Sat. August. 19 2006 9:32 AM ET
OTTAWA Environmentalists are accusing the federal Conservative government of "hammering the nail into the coffin" of the spotted owl.
The Sierra Club of Canada held a brief ceremony on Parliament Hill on Friday to mourn what it says is the impending loss of the spotted owl from Canada.
The group says Environment Minister Rona Ambrose is refusing to use the Species At Risk Act to protect the owl's habitat from logging in British Columbia.
There are less than two dozen spotted owls left in Canada - all in British Columbia - compared with 200 birds in the early 1990s. There are about 6,100 spotted owls in the western United States.
Scientists have expressed concern the birds will be extinct in Canada within four years if logging in their habitats isn't stopped.
"How low must the spotted owl population go before the minister admits that extirpation is imminent?" asked Stephen Hazell of the Sierra Club.
"Canada's whooping crane population collapsed in the early 20th century, bottoming out at 16 birds in 1941. Is it not embarrassing to all Canadians that the federal government is not prepared to fight for the spotted owl, as Canadian and American governments did for the whooping crane in the midst of the Great Depression and the Second World War?"

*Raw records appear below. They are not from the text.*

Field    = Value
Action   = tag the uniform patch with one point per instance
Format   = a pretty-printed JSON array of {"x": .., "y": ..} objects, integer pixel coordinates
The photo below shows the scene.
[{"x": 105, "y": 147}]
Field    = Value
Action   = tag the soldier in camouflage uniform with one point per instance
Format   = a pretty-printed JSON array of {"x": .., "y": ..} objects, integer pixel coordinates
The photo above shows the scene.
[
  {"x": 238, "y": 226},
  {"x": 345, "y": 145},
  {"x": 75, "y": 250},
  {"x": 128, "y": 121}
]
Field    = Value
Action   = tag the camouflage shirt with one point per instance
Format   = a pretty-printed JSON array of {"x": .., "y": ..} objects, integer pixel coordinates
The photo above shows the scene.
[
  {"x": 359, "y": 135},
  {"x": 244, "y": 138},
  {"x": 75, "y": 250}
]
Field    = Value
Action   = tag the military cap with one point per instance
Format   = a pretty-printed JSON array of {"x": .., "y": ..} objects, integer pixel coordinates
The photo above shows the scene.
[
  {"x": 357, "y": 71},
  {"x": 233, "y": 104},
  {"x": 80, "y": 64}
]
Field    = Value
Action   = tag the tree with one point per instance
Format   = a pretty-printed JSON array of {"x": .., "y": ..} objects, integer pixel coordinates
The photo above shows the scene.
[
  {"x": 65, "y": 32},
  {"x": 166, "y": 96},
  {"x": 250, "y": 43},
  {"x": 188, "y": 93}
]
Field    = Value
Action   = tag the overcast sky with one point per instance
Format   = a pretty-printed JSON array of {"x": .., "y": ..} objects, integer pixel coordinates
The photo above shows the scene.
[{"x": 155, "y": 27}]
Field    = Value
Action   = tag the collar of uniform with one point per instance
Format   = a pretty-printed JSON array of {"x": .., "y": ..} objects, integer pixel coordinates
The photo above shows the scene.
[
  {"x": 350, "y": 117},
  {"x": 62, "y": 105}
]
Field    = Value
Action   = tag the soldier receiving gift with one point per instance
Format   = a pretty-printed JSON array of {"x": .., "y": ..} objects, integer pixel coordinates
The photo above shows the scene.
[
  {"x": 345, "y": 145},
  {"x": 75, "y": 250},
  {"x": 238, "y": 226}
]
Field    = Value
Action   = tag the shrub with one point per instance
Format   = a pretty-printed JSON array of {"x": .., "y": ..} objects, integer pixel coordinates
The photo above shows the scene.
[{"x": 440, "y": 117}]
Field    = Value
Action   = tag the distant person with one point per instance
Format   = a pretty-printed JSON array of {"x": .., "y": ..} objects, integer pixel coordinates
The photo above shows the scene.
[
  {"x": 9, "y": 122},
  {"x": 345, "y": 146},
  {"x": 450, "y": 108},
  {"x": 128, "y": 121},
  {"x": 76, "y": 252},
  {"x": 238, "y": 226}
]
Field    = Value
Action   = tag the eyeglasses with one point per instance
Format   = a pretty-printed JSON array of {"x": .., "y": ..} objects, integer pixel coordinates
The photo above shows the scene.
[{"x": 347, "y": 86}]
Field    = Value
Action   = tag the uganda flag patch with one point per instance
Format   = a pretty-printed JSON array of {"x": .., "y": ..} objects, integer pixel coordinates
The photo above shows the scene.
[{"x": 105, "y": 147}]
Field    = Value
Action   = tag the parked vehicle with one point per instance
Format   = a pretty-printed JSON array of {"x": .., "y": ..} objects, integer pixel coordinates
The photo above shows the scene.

The B.C. government has launched a five-year recovery plan that focuses on captive breeding and locating owls in new places. But environmental groups say the plan does not do enough to protect habitat and they want the federal government to step in.
A spokesman for Ambrose said appropriate steps are being taken to protect the owls.
"We've been working with the B.C. government on this file since we came into power and right now we've deemed British Columbia's response is more than adequate," Ryan Sparrow said.
"They've instituted a long-term recovery strategy (and) they've stopped logging in the areas currently occupied by the owls."
The Sierra Club and other environmental groups first petitioned the former Liberal government in 2004, asking it to use the Species At Risk Act to protect spotted owl habitat in B.C. because the province was failing to do so effectively.